Privacy & security

wigolo's privacy model is structural, not a policy promise: the software runs on your machine, stores on your disk, and has no vendor backend to send anything to.

Everything stays local

The whole state of a wigolo install lives in the data dir (~/.wigolo by default):

PathContents
wigolo.dbThe knowledge cache: pages, search results, full-text + vector indexes.
jobs.dbWatch jobs.
model cachesThe on-device embedding and ranking models (two directories, created at init/warmup).
config.jsonNon-secret settings (secrets are excluded by design — see below).
keys/Encrypted credential files, only when the OS keychain isn't available.
plugins/Installed plugins.
skills/receipts.jsonThe skills install ledger.
shell-historyInteractive shell history.
telemetry/Opt-in local event files — absent unless you enable telemetry.
searxng/The optional legacy aggregator sidecar, only if you opted into that backend.
daemon-admin.tokenPer-process admin-route token (owner-only file permissions, rotated each daemon start).

rm -rf ~/.wigolo erases all of it. wigolo config --storage shows what's using space.

Network egress

wigolo makes outbound connections only to:

  1. The search engines and websites your queries target — that's the product working.
  2. The LLM provider you configure, if you configure one. Keyless local setups (including WIGOLO_LOCAL_LLM=auto against a local model server) never leave the machine for synthesis.
  3. A telemetry endpoint you set yourself — see below; there is no default.

Component downloads (browser engine, models) fetch from their public distribution sources during init/warmup or first use. There is no license check, no update phone-home, no account.

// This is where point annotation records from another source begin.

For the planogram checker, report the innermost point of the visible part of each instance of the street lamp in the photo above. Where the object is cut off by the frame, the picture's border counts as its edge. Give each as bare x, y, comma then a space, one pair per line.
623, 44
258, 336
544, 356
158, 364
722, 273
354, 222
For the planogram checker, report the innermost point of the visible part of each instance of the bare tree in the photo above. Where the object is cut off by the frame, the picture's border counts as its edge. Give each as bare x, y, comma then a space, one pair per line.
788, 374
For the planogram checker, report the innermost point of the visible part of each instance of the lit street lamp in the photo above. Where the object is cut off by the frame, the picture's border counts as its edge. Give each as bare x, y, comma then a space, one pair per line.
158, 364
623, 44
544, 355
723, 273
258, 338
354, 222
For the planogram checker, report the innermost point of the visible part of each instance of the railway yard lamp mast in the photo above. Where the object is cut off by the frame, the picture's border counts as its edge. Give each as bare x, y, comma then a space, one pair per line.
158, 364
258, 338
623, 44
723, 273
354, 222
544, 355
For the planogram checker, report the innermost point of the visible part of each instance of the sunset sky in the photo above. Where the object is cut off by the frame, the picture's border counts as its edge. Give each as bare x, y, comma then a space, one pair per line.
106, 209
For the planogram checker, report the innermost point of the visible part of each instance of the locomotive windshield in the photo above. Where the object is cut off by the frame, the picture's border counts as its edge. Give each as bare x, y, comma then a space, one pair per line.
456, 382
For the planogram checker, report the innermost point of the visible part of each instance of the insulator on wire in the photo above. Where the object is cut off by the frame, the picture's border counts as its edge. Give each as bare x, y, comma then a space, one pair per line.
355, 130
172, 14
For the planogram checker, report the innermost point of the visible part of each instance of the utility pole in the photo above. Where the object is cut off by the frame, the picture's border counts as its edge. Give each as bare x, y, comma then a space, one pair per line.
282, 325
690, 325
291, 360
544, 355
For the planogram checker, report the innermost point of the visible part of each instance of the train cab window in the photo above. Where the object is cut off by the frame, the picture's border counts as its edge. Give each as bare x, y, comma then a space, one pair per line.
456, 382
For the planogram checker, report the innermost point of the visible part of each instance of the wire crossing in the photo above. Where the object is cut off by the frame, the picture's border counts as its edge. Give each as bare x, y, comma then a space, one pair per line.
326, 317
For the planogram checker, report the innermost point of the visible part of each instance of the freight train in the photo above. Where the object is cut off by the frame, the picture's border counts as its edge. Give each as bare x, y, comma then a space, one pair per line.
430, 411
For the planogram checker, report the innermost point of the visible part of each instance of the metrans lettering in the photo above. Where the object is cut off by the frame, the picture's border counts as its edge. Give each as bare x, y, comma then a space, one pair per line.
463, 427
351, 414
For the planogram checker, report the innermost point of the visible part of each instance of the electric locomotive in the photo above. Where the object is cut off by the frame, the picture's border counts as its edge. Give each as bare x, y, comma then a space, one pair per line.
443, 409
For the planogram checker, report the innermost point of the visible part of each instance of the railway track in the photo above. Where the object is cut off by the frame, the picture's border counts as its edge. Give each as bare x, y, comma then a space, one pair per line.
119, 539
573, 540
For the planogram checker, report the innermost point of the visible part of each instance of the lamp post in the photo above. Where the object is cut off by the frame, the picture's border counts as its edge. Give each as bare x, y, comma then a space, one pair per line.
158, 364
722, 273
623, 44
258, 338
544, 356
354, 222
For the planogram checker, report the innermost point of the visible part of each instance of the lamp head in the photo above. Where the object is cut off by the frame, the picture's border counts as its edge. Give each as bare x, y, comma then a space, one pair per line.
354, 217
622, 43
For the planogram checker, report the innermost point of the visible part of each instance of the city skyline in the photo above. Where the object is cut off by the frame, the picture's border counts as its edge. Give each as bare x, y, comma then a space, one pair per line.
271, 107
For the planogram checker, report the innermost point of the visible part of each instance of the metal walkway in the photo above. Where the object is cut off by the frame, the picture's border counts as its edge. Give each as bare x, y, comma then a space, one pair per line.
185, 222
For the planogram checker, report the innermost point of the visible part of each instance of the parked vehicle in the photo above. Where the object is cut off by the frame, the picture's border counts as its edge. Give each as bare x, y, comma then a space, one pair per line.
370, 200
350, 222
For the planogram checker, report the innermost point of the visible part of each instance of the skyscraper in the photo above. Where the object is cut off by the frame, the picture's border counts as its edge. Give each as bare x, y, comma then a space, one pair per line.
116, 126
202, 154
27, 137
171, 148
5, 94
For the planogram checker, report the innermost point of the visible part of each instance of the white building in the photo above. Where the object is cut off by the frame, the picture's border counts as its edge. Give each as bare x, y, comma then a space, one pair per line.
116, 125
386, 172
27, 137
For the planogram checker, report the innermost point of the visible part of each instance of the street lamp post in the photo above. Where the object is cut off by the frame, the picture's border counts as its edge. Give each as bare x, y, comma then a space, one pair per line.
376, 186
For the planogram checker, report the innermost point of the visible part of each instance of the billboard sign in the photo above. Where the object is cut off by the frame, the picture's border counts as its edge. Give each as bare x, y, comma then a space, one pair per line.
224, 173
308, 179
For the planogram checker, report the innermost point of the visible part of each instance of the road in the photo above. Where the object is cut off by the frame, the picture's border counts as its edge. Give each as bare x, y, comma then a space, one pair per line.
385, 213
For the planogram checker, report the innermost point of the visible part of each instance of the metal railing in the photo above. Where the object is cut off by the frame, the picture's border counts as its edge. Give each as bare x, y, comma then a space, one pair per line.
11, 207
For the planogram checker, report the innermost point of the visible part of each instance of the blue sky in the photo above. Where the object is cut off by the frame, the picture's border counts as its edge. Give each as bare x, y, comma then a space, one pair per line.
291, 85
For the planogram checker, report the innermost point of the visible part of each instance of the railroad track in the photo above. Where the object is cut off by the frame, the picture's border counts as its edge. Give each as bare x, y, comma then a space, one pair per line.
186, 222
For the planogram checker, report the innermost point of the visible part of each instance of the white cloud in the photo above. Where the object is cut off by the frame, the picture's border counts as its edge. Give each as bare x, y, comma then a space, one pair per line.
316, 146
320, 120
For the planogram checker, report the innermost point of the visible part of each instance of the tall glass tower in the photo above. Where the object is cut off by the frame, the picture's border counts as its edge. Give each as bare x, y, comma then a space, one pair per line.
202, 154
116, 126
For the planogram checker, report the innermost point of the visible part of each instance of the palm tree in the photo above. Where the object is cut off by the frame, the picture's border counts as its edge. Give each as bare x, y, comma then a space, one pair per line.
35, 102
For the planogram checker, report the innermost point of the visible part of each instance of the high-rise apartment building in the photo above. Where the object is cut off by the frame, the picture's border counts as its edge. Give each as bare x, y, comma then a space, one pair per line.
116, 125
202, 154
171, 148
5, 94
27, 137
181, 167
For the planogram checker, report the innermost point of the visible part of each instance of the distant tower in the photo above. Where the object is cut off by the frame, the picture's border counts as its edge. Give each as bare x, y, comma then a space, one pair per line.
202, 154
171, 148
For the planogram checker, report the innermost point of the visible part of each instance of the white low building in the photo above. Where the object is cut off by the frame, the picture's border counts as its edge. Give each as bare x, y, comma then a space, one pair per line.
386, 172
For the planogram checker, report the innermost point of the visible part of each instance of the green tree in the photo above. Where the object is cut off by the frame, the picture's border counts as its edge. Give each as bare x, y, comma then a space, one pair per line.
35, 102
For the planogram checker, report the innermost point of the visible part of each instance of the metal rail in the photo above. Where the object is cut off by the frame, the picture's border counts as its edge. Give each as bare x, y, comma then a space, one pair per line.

Telemetry: off, local, yours

Off by default. If you opt in with WIGOLO_TELEMETRY=1, events are appended to a local NDJSON file (~/.wigolo/telemetry/events-YYYYMMDD.ndjson) — nothing is transmitted. A network POST happens only if you additionally set WIGOLO_TELEMETRY_ENDPOINT to a URL of your own; wigolo ships no vendor endpoint to send to. wigolo doctor always shows the current telemetry state.

Credentials

Secrets never sit in plaintext on disk:

  • LLM API keys go to the OS keychain. Where no keychain is available, they're written as AES-256-GCM-encrypted files under ~/.wigolo/keys/. init reads a key only from the WIGOLO_LLM_API_KEY env var — never from a flag, so it can't leak into shell history or process listings.
  • Proxy credentials (and the URLs for opt-in solver/reader services): userinfo is split off and stored in the keychain; only the credential-free URL is persisted to config.json.
  • wigolo config --export excludes secrets, so a shared settings file can't leak keys.
  • The REST bearer token supports WIGOLO_API_TOKEN_FILE so deployments can mount it as a secret instead of an env var visible in process inspection.

Serve-mode hardening

The HTTP daemon assumes the network is hostile:

  • Fail-closed bind gate — a non-loopback bind with no token refuses to start; open remote access requires a named override flag. (Details.)
  • Bearer auth on the REST + MCP surface when a token is configured; /health alone stays open for probes.
  • DNS-rebinding guard — requests whose Host header isn't loopback (or the configured bind host) are rejected, so a malicious page resolving its domain to 127.0.0.1 gets a 403, not your daemon.
  • Browser-origin guard — any request carrying an Origin header is rejected on the MCP and admin routes before token checking, so web pages can't probe token validity.
  • Loopback source is never trusted as auth — tunnels deliver remote traffic from 127.0.0.1, so authentication is the token, not the source address.
  • Slow-client timeouts, body caps, concurrency caps bound resource use (limits).

SSRF guards

URL-taking surfaces refuse targets that resolve to private or loopback address space:

  • fetch / crawl / every URL-bearing REST route — private targets blocked unless you opt in for local dev (WIGOLO_FETCH_ALLOW_PRIVATE=true).
  • watch webhook destinations — a watch notification can't be pointed at your internal network.
  • Remote-exposed daemons additionally refuse loopback-literal targets outright, so a remote caller can't use wigolo to probe services on its own host (posture).

Responsible disclosure

Please don't open public issues for vulnerabilities. Report privately via GitHub's "Report a vulnerability" on the repository's Security tab — the process, scope, and response expectations are in SECURITY.md.